Я не нашла среди статутов Новых Нидерландов никаких законов против роскоши, подобных тем, что принимались в Коннектикуте, Массачусетсе и Виргинии для сдерживания и попыток запретить роскошь и мотовство в одежде. Не обнаружила я и в судебных записях свидетельств судейских порицний щегольства; напротив, имеется много косвенных доказательств поощрения «одеваться прилично и хорошо согласно моде и времени». Разумеется, у голландцев не было пуританского страха перед слишком богатыми нарядами; и мы также никогда не должны забывать, что Новые Нидерланды управлялись не правительством или религиозной группой, а торговой компанией.

Обычная одежда прекрасных дам и девиц Нью-Амстердама была ярко описана Дидрихом Никербокером; и даже с учетом дополнительного света, проливаемого на их гардероб списками из колониальных описей, я всё же считаю его описание их повседневной одежды чрезвычайно хорошим для описания, данного мужчиной. Он пишет:

«Их волосы, не измученные мерзостями искусства, скрупулезно зачесывались назад со лбов при помощи свечи и покрывались маленьким чепчиком из стеганого ситца, который точно прилегал к их голове. Их юбки из шерстя-сырца (linsey-woolsey) полосатились множеством великолепных цветов, хотя должен признаться, что эти доблестные одежды были довольно короткими, едва доходя ниже колена; но зато они брали количеством, которое обычно равнялось числу панталон джентльменов; и что еще более похвально, все они были собственного изготовления, чем, как можно легко догадаться, они немало гордились».

«То были честные дни, когда каждая женщина сидела дома, читала Библию и носила карманы — да еще какие, порядочного размера, сшитые из лоскутков в самых затейливых узорах и напоказ носимые снаружи. Это, по сути, были удобные вместилища, где все хорошие хозяйки бережно хранили то, что хотели иметь под рукой; благодаря чему они порой невероятно набивались».
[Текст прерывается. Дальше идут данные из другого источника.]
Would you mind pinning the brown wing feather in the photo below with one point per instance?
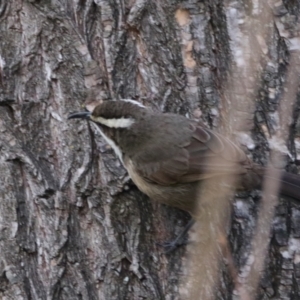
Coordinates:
(206, 154)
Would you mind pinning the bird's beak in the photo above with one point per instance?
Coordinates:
(80, 115)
«Помимо этих выдающихся карманов, они также носили ножницы и подушечки для булавок, подвешенные к поясам на красных лентах или, среди более обеспеченных и щегольских классов, на латунных и даже серебряных цепях, что было несомненным признаком бережливых хозяек и трудолюбивых девиц. Я не могу многое сказать в оправдание коротких юбок; они, несомненно, были введены с целью дать чулкам шанс быть увиденными, причем чулки обычно были из синей шерсти с великолепными красными стрелками; или, возможно, чтобы продемонстрировать красивую щиколотку и аккуратную, но практичную ножку, подчеркнутую кожаной туфлей на высоком каблуке с большой и великолепной серебряной пряжкой».
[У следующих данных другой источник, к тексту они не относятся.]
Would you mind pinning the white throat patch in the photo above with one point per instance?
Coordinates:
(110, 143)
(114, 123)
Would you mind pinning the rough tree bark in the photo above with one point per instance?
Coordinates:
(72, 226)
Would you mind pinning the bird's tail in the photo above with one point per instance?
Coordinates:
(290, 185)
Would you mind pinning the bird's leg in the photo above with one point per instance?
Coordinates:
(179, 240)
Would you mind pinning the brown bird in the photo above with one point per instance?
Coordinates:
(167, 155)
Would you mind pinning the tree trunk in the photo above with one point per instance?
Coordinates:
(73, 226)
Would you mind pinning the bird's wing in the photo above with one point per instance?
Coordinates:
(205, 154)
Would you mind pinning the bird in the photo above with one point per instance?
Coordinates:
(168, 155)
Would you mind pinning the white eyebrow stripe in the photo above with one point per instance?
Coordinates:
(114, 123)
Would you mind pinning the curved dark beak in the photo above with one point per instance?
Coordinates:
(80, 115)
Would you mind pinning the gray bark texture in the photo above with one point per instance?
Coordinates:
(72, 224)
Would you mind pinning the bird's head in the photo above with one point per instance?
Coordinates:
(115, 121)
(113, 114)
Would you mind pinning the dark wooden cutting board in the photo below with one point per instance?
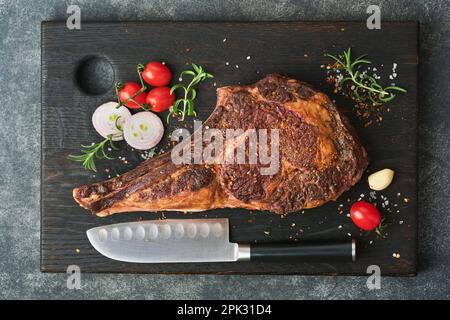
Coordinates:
(79, 66)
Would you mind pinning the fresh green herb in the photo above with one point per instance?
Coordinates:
(92, 152)
(381, 229)
(189, 93)
(366, 86)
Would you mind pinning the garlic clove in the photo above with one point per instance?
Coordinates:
(380, 180)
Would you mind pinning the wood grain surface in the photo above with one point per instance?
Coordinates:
(294, 48)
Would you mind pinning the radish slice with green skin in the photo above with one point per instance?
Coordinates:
(108, 120)
(143, 130)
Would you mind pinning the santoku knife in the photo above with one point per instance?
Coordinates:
(203, 240)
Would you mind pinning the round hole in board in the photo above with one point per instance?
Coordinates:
(95, 75)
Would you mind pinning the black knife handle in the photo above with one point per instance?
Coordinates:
(304, 252)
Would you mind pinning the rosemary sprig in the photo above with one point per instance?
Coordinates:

«В этих юбках была какая-то тайная прелесть, которая, без сомнения, принималась во внимание благоразумными кавалерами. Гардероб дамы был в те дни ее единственным состоянием; и та, у которой был хороший запас юбок и чулок, была столь же абсолютной наследницей, сколь и камчатская девица с запасом медвежьих шкур или лапландская красавица с изобилием северных оленей».
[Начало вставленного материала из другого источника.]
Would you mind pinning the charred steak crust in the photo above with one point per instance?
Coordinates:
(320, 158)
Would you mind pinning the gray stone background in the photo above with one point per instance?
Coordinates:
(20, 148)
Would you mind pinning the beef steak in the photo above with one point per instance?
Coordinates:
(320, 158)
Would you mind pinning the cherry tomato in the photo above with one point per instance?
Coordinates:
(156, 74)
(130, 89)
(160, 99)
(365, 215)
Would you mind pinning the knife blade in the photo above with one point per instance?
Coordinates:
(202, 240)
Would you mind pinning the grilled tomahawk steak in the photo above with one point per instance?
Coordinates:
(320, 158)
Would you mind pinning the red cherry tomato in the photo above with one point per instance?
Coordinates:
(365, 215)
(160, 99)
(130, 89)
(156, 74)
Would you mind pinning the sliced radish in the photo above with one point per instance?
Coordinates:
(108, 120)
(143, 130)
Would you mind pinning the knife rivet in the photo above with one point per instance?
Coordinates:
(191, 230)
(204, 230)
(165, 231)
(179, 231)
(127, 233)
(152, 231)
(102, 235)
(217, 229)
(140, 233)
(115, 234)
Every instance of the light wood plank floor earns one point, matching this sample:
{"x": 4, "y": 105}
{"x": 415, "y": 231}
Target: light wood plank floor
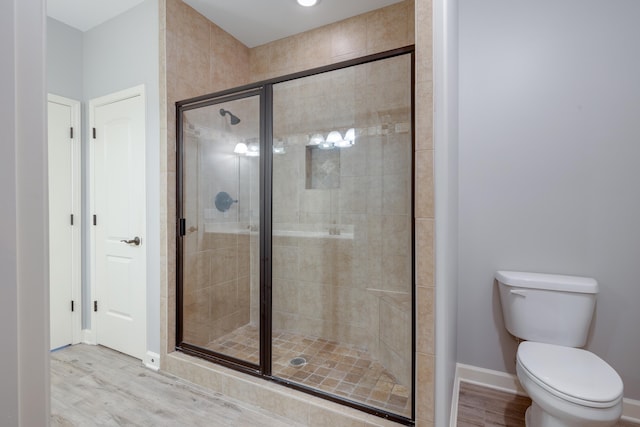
{"x": 484, "y": 407}
{"x": 96, "y": 386}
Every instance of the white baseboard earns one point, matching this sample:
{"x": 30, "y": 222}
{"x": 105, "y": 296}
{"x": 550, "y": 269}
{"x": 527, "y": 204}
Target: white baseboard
{"x": 88, "y": 337}
{"x": 152, "y": 360}
{"x": 631, "y": 410}
{"x": 509, "y": 383}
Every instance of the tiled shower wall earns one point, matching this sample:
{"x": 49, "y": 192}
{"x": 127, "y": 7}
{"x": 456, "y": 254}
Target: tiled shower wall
{"x": 198, "y": 57}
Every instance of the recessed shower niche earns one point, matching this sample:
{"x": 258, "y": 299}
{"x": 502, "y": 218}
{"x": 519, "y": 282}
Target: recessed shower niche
{"x": 295, "y": 242}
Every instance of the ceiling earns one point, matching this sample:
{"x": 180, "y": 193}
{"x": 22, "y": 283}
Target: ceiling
{"x": 253, "y": 22}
Бостонская дама мадам Найт, посетившая Нью-Йорк в 1704 году, писала:

«Англичане одеваются очень модно. Но голландцы, особенно среднее сословие, отличаются от наших женщин тем, что носят свободные платья, французские муши, которые похожи на чепец и налобную повязку вместе, оставляя открытыми уши, которые украшены крупными и многочисленными серьгами; а их пальцы унизаны кольцами, некоторые с крупными камнями разных цветов, как и подвески в их ушах, которые можно увидеть как у очень пожилых женщин, так и у молодых».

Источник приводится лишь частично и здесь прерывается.